AVRUPA’NIN TEHLİKELİ YOLU
- Fransa ve Birleşik Krallık’ın müdahaleci politikaları, Avrupa’nın ortak güvenlik politikalarını zayıflatıyor.
- Kıtanın iç çatlakları derinleşiyor.
Uzmanlara göre:
- Bu adımlar, Avrupa’nın küresel güç olma iddiasını baltalıyor.
- ABD’nin baskısıyla hareket eden bir Avrupa görüntüsü, kıtanın bağımsızlık ve saygınlık iddiasını gölgede bırakıyor.
KONTROLSÜZ GÜÇ RİSKİ
Özel savunma şirketlerinin Ukrayna’ya gönderilmesi:
- Kontrolsüz ve hesap sorulamaz faaliyetlere zemin hazırlıyor.
- Bölgedeki krizi daha da derinleştirme ve uluslararası hukuku ihlal etme riskini artırıyor.
Uzmanlar:
- Bu adımlar, Avrupa’nın etik değerlerini de sorgulatır hale getiriyor.
ABD’NİN GÖLGESİNDE AVRUPA
Avrupa’nın:
- ABD çıkarları doğrultusunda hareket etmesi,
- Bir piyon gibi görünmesi, kıtanın bağımsızlık iddiasını zayıflatıyor.
Diplomasi yerine askeri müdahaleye öncelik verilmesi:
- Avrupa’nın güvenliğini ve iç barışını tehdit ediyor.
- Rusya ile NATO arasındaki gerilimi daha da tehlikeli bir boyuta taşıyor.
NÜKLEER ÇATIŞMA KAPIDA
En büyük tehlike:
- Askeri müdahale planlarının bir nükleer savaşı tetikleme riski taşıması.
Uzmanlar:
- Rusya’nın olası bir müdahaleye sert tepki göstereceğini ve bu hareketliliğin küresel çapta bir felaketin habercisi olabileceğini vurguluyor.
- Böyle bir senaryo:
- Milyonlarca insanın hayatını tehdit edebilir.

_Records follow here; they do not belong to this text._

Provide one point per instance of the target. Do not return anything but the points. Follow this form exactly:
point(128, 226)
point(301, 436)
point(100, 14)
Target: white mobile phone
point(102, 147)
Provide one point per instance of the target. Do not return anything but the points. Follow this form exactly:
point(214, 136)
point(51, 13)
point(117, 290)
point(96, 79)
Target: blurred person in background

- Onarılamaz yaralar açabilir.
BARIŞ İÇİN DİPLOMASİ ŞART
Uzmanlara göre:
- Ukrayna krizi: Savaşla değil, diplomasi yoluyla çözülmelidir.
- Avrupa’nın:
- ABD baskısından kurtulması,
- Bağımsız bir politika izlemesi ve barış için liderlik sergilemesi gerekiyor.
Aksi halde:
- Alınacak yanlış bir karar, hem Avrupa’nın hem de dünyanın geleceği için geri dönüşü olmayan sonuçlar doğurabilir.